INTERKINI.CO, PADANG — Menteri Dalam Negeri (Mendagri) Muhammad Tito Karnavian mengumpulkan kepala daerah se-Provinsi Sumatera Barat (Sumbar) untuk menghimpun masukan terkait percepatan rehabilitasi dan rekonstruksi pascabencana. Pemerintah pusat, kata Tito, sejak awal telah melakukan mobilisasi nasional dalam penanganan dampak bencana di Sumbar.
Mobilisasi tersebut melibatkan TNI, Polri, kementerian/lembaga, serta seluruh unsur pemerintah daerah. Pemerintah juga telah membentuk Satuan Tugas (Satgas) Percepatan Rehabilitasi dan Rekonstruksi Pascabencana untuk wilayah Aceh, Sumatera Utara (Sumut), dan Sumbar, dengan Mendagri ditugaskan Presiden sebagai Ketua Satgas.
Sejak menerima penugasan, Mendagri melakukan konsolidasi lintas kementerian dan lembaga, termasuk memetakan kondisi kabupaten/kota terdampak bersama pemerintah daerah.
“Memang kita harus mulai dari masalah. Semakin akurat pemetaan persoalan, semakin tepat strategi penanganan yang disusun,” ujar Tito saat memimpin Rapat Koordinasi Percepatan Rehabilitasi dan Rekonstruksi Pascabencana Provinsi Sumbar di Auditorium Istana Gubernur Sumbar, Kota Padang, Selasa (13/1/2026).
Berdasarkan data awal, sebanyak 16 dari 19 kabupaten/kota di Sumbar terdampak bencana. Namun, hasil pemantauan melalui dashboard kebencanaan dan rapat koordinasi intensif menunjukkan bahwa roda pemerintahan di daerah-daerah terdampak secara umum telah kembali berjalan.
Mendagri mengapresiasi Pemerintah Provinsi Sumbar dan pihak terkait yang dinilai cepat melakukan langkah pemulihan. Ia menyebut indikator pemulihan pemerintahan di Sumbar relatif menggembirakan, dengan sebagian besar daerah terdampak berada dalam kondisi stabil.
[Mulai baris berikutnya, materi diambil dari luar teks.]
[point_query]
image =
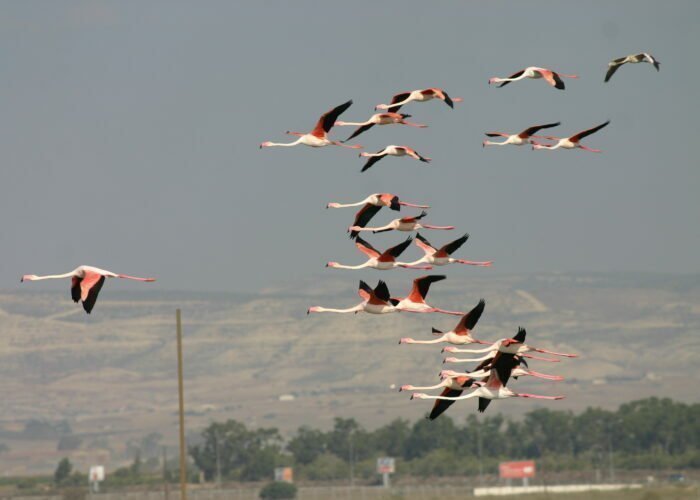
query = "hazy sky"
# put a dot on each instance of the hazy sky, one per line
(130, 131)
Meski demikian, Tito menegaskan pentingnya memastikan pemulihan berjalan menyeluruh, mencakup jalannya pemerintahan, layanan publik dasar, akses jalan, aktivitas ekonomi, serta ketersediaan kebutuhan vital masyarakat seperti bahan bakar minyak (BBM), listrik, air bersih, internet, dan gas LPG.
Masukan detail dari daerah, lanjutnya, menjadi krusial agar pemerintah pusat dapat bertindak tepat sasaran. “Kami membutuhkan data rinci, terutama yang masuk dalam Rencana Rehabilitasi dan Rekonstruksi Pascabencana (R3P), agar dapat ditindaklanjuti oleh kementerian terkait,” katanya.
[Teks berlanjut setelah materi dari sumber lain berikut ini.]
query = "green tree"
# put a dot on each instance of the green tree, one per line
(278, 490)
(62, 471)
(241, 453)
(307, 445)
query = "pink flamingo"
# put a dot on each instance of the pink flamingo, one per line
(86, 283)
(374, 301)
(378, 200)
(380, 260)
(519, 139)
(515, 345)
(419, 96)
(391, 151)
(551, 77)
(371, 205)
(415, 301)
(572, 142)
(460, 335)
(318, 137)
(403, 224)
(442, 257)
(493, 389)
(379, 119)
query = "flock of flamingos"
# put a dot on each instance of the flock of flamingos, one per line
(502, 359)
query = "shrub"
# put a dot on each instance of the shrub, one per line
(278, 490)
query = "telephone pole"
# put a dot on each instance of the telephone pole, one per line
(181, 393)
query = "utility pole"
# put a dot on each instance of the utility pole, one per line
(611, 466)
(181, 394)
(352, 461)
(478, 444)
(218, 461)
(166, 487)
Dalam rapat tersebut, Mendagri juga mengidentifikasi sejumlah daerah yang masih memerlukan perhatian lebih dalam percepatan pemulihan, di antaranya Kabupaten Tanah Datar, Padang Pariaman, Agam, dan Pesisir Selatan. Masukan dari kepala daerah di wilayah tersebut akan dibahas lebih lanjut dalam rapat Satgas di tingkat nasional.
“Daerah yang belum sepenuhnya pulih akan kita percepat penanganannya bersama-sama,” ujar Tito.
Forum ini merupakan agenda lanjutan Mendagri dalam menghimpun masukan dari daerah-daerah terdampak bencana. Sebelumnya, kegiatan serupa juga telah dilakukan di Provinsi Aceh dan Sumatera Utara.
Rapat tersebut turut dihadiri Kepala Badan Nasional Penanggulangan Bencana (BNPB) Suharyanto, Wakil Menteri Pemberdayaan Perempuan dan Perlindungan Anak (PPPA) Veronica Tan, Forum Koordinasi Pimpinan Daerah (Forkopimda) Provinsi Sumbar, bupati dan wali kota se-Sumbar, serta pejabat terkait lainnya.